15 - Im Schatten des Grossherrn 04 - In den Schluchten des Balkan
Paß auf! So!“
Und sie nahm mir den Kürbis aus der Hand, um einen langen, langsamen, schlürfenden Zug zu tun. Dabei machte sie ein Gesicht, als ob sie den Extrakt des himmlischen Nektars trinke.
Es kam mir dabei der Gedanke an den entsetzlichen Kumis, den ich in der Kirgisensteppe getrunken hatte. Bei den ersten Versuchen hätte ich in Ohnmacht fallen mögen. Man riet mir, beim Trinken die Nase zuzuhalten, und in der Befolgung dieses guten Rates war es mir wirklich gelungen, diesen mephitischen Trank später ohne Abscheu zu genießen.

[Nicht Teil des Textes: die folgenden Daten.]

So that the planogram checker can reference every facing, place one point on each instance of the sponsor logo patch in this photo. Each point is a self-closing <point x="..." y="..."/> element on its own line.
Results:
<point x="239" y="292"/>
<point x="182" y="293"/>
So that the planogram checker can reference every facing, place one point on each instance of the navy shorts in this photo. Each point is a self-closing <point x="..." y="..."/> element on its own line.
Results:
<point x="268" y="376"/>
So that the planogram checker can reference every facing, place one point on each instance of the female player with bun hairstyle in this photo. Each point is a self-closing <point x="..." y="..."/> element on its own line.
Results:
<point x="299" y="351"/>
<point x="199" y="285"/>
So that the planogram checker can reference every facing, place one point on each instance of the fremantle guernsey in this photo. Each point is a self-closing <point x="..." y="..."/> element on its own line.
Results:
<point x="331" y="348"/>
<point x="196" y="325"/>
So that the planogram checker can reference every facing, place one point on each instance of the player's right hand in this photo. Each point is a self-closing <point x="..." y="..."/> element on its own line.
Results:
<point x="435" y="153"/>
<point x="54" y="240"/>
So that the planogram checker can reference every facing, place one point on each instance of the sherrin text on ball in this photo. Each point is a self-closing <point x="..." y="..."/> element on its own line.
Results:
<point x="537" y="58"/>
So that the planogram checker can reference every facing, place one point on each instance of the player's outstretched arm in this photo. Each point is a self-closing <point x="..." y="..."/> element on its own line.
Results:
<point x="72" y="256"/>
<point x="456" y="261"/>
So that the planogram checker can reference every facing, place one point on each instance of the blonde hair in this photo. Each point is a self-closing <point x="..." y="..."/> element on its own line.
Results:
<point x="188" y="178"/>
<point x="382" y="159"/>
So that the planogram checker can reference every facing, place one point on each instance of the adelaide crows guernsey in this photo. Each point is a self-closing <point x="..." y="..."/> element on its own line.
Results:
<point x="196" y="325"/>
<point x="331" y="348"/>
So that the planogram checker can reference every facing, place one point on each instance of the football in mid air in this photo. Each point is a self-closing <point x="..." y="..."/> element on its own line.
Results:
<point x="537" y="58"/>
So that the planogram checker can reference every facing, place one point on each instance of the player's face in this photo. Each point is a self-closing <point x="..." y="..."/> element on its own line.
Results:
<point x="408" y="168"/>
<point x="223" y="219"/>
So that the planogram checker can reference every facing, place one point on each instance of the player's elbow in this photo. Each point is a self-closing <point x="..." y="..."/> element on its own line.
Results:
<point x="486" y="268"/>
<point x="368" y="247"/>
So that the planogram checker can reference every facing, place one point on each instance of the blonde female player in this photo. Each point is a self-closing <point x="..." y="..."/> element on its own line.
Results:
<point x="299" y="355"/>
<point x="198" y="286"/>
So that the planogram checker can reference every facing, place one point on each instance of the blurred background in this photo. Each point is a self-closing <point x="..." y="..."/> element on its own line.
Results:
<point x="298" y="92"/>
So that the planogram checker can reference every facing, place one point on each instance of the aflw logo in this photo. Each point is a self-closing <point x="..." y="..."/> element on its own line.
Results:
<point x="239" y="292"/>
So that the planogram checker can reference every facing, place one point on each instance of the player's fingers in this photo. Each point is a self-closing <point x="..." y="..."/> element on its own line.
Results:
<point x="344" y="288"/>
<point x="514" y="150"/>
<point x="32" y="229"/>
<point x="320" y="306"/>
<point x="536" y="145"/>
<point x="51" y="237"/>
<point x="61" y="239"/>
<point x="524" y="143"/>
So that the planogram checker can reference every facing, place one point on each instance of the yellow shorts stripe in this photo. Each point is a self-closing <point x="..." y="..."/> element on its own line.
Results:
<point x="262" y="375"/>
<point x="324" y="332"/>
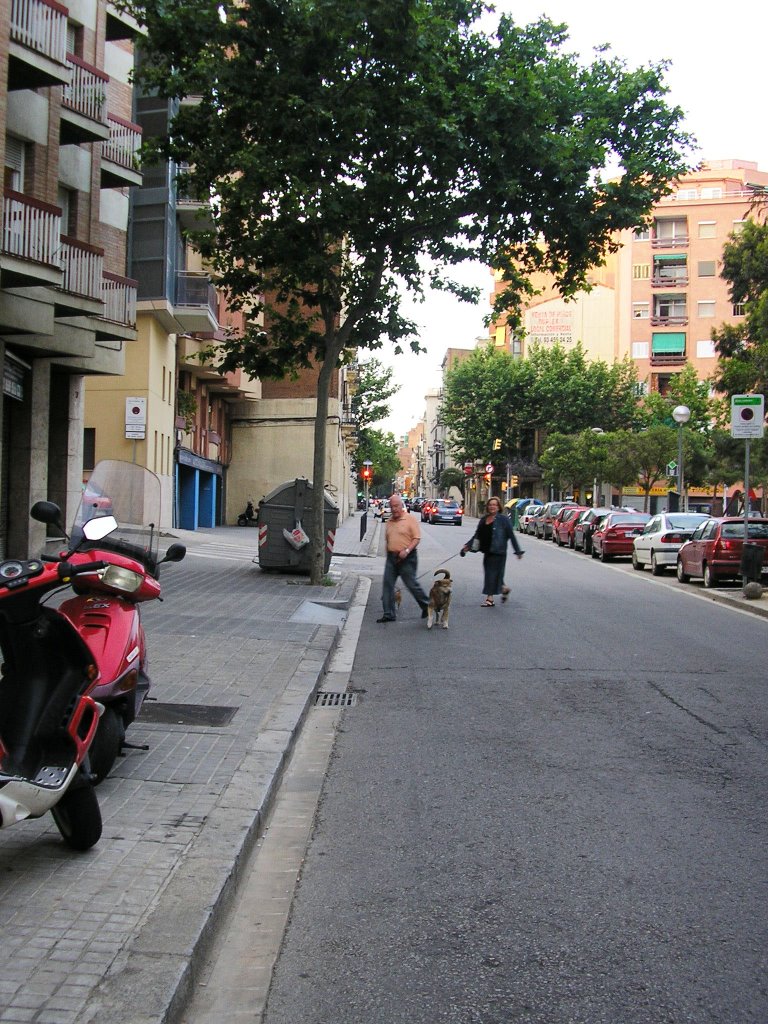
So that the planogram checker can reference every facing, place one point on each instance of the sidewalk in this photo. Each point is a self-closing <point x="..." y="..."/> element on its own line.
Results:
<point x="237" y="656"/>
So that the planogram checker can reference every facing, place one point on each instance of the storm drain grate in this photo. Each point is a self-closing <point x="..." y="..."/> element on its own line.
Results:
<point x="157" y="713"/>
<point x="324" y="699"/>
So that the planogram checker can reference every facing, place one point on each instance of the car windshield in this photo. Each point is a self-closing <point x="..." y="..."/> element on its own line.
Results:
<point x="681" y="521"/>
<point x="758" y="530"/>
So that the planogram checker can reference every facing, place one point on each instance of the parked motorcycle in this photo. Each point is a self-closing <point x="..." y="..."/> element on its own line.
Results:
<point x="48" y="717"/>
<point x="105" y="608"/>
<point x="249" y="517"/>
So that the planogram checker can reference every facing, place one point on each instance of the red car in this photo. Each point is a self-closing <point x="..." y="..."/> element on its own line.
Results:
<point x="715" y="550"/>
<point x="563" y="523"/>
<point x="615" y="532"/>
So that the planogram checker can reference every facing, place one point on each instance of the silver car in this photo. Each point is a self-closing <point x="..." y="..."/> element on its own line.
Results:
<point x="662" y="539"/>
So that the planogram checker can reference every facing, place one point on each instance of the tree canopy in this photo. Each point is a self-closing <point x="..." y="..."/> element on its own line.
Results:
<point x="343" y="142"/>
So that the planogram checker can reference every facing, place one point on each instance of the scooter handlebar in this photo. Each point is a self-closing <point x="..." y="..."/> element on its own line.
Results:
<point x="67" y="569"/>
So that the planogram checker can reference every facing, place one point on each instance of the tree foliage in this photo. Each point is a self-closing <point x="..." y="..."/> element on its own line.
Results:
<point x="344" y="141"/>
<point x="374" y="388"/>
<point x="491" y="395"/>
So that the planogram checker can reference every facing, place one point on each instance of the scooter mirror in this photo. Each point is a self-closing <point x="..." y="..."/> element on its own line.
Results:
<point x="96" y="529"/>
<point x="175" y="553"/>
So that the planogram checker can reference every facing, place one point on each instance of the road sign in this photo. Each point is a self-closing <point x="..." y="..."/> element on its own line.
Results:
<point x="748" y="414"/>
<point x="135" y="419"/>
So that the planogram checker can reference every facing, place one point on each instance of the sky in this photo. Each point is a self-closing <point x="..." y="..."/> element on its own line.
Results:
<point x="716" y="75"/>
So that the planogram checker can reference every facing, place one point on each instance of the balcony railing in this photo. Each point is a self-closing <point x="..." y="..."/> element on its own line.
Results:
<point x="659" y="320"/>
<point x="670" y="281"/>
<point x="31" y="229"/>
<point x="120" y="299"/>
<point x="679" y="242"/>
<point x="667" y="358"/>
<point x="83" y="268"/>
<point x="124" y="142"/>
<point x="86" y="92"/>
<point x="196" y="290"/>
<point x="41" y="26"/>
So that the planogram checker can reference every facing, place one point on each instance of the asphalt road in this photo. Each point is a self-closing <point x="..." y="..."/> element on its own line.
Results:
<point x="552" y="812"/>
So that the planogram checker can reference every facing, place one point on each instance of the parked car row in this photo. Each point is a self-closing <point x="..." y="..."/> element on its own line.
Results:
<point x="694" y="545"/>
<point x="441" y="510"/>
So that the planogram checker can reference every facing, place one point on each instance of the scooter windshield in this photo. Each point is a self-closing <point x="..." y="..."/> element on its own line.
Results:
<point x="132" y="495"/>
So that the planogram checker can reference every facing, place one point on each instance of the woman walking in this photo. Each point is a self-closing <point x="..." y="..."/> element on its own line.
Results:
<point x="492" y="535"/>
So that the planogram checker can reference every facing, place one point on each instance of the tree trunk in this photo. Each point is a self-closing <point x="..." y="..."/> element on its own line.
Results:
<point x="317" y="532"/>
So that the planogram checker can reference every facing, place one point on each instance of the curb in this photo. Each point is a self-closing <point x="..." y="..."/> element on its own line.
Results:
<point x="177" y="933"/>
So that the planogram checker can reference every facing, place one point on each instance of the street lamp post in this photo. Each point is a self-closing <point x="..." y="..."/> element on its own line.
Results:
<point x="595" y="503"/>
<point x="681" y="415"/>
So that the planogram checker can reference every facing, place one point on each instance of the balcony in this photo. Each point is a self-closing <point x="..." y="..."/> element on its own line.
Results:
<point x="677" y="242"/>
<point x="120" y="154"/>
<point x="118" y="322"/>
<point x="194" y="214"/>
<point x="670" y="281"/>
<point x="196" y="304"/>
<point x="662" y="320"/>
<point x="30" y="248"/>
<point x="82" y="290"/>
<point x="667" y="358"/>
<point x="84" y="104"/>
<point x="37" y="48"/>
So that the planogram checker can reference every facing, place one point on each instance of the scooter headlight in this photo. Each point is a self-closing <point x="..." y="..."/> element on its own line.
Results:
<point x="123" y="580"/>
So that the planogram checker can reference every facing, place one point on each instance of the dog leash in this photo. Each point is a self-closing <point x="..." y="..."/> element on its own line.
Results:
<point x="449" y="559"/>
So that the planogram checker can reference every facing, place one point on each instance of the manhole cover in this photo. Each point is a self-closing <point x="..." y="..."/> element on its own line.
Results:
<point x="156" y="713"/>
<point x="324" y="699"/>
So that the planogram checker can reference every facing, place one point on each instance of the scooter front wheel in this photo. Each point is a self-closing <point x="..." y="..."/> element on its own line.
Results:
<point x="78" y="817"/>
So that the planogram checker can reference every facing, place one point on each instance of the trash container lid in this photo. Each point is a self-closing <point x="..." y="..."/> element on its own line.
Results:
<point x="285" y="494"/>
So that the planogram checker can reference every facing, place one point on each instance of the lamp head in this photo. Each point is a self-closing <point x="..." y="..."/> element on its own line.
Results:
<point x="681" y="414"/>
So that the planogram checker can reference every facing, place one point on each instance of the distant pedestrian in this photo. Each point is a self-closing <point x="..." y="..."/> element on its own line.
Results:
<point x="494" y="530"/>
<point x="402" y="535"/>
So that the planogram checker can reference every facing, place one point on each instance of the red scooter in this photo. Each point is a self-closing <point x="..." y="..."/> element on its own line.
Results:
<point x="48" y="717"/>
<point x="104" y="609"/>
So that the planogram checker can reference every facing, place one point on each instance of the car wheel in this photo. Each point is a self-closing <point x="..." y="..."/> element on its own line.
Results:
<point x="682" y="577"/>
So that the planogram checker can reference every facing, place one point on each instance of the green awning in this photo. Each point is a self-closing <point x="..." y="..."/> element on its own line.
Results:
<point x="668" y="343"/>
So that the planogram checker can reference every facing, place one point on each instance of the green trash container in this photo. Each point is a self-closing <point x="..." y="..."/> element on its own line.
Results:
<point x="752" y="561"/>
<point x="287" y="506"/>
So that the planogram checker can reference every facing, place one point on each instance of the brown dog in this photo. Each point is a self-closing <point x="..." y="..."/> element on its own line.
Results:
<point x="439" y="600"/>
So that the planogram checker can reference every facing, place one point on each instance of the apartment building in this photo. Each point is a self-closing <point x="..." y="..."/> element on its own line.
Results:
<point x="68" y="309"/>
<point x="671" y="291"/>
<point x="657" y="298"/>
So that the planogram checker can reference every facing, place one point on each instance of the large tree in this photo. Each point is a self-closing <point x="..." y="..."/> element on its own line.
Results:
<point x="343" y="141"/>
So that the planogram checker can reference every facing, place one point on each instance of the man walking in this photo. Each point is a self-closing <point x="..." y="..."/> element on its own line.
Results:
<point x="402" y="535"/>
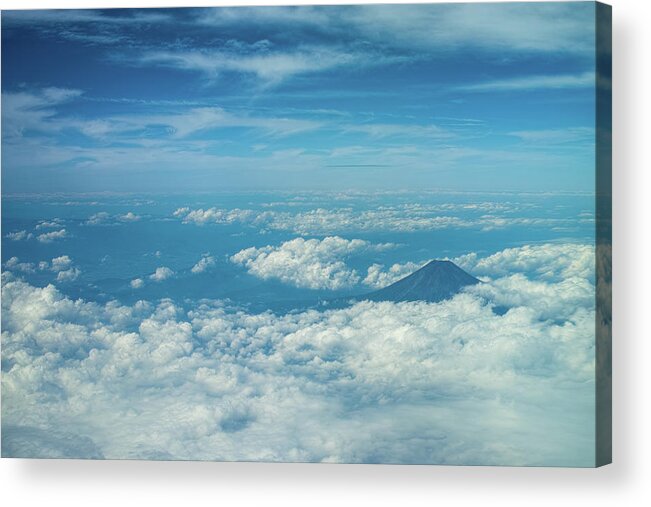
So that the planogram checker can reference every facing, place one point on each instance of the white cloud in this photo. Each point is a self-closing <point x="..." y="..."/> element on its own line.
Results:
<point x="557" y="136"/>
<point x="205" y="263"/>
<point x="311" y="263"/>
<point x="68" y="275"/>
<point x="137" y="283"/>
<point x="405" y="218"/>
<point x="98" y="218"/>
<point x="584" y="80"/>
<point x="14" y="264"/>
<point x="61" y="263"/>
<point x="55" y="223"/>
<point x="450" y="382"/>
<point x="549" y="261"/>
<point x="161" y="273"/>
<point x="270" y="67"/>
<point x="49" y="237"/>
<point x="62" y="266"/>
<point x="130" y="217"/>
<point x="377" y="277"/>
<point x="19" y="235"/>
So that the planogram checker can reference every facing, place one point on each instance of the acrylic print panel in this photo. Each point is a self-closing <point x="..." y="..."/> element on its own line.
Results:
<point x="351" y="234"/>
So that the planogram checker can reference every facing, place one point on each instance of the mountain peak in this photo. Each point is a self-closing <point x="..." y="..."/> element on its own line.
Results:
<point x="435" y="281"/>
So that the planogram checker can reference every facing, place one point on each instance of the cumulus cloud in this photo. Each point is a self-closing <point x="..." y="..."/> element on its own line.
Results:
<point x="130" y="217"/>
<point x="62" y="266"/>
<point x="137" y="283"/>
<point x="14" y="264"/>
<point x="451" y="382"/>
<point x="161" y="273"/>
<point x="19" y="235"/>
<point x="105" y="218"/>
<point x="61" y="263"/>
<point x="311" y="263"/>
<point x="98" y="218"/>
<point x="404" y="218"/>
<point x="55" y="223"/>
<point x="68" y="275"/>
<point x="49" y="237"/>
<point x="550" y="261"/>
<point x="205" y="263"/>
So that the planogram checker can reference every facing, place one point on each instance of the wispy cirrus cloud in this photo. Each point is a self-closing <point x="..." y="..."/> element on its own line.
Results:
<point x="538" y="82"/>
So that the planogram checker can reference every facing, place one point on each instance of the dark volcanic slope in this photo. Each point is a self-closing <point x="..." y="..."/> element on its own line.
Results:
<point x="436" y="281"/>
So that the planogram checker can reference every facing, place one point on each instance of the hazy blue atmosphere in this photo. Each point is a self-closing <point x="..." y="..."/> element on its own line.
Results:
<point x="195" y="202"/>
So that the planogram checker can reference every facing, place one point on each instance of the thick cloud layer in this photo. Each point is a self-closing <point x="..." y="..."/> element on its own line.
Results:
<point x="311" y="263"/>
<point x="450" y="382"/>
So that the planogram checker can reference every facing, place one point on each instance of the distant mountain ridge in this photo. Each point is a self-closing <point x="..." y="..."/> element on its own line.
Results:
<point x="436" y="281"/>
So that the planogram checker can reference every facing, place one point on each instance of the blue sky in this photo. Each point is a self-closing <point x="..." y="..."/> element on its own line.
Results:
<point x="463" y="97"/>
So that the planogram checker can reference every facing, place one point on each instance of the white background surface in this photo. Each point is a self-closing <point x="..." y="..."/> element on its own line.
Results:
<point x="627" y="482"/>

Dieser Most hier in Dschnibaschlü war jedenfalls ein weit schlimmeres Kunstprodukt; da ich mich aber stets eines ausgezeichneten Magens erfreut habe, blieb der Mordversuch der schönen Bäckers- und Färberstochter ohne alle Folgen.
Als sie nun den Kürbis zur Erde setzte, kam ein alter, dreifarbiger Kater, welcher bisher in einer Ecke gelegen hatte, herbei, tauchte rekognoszierend den Schnurrbart in den Most, schüttelte bedenklich den Kopf, begann aber doch zu lecken, erst leise und mißtrauisch, dann aber mit sichtbarem Behagen.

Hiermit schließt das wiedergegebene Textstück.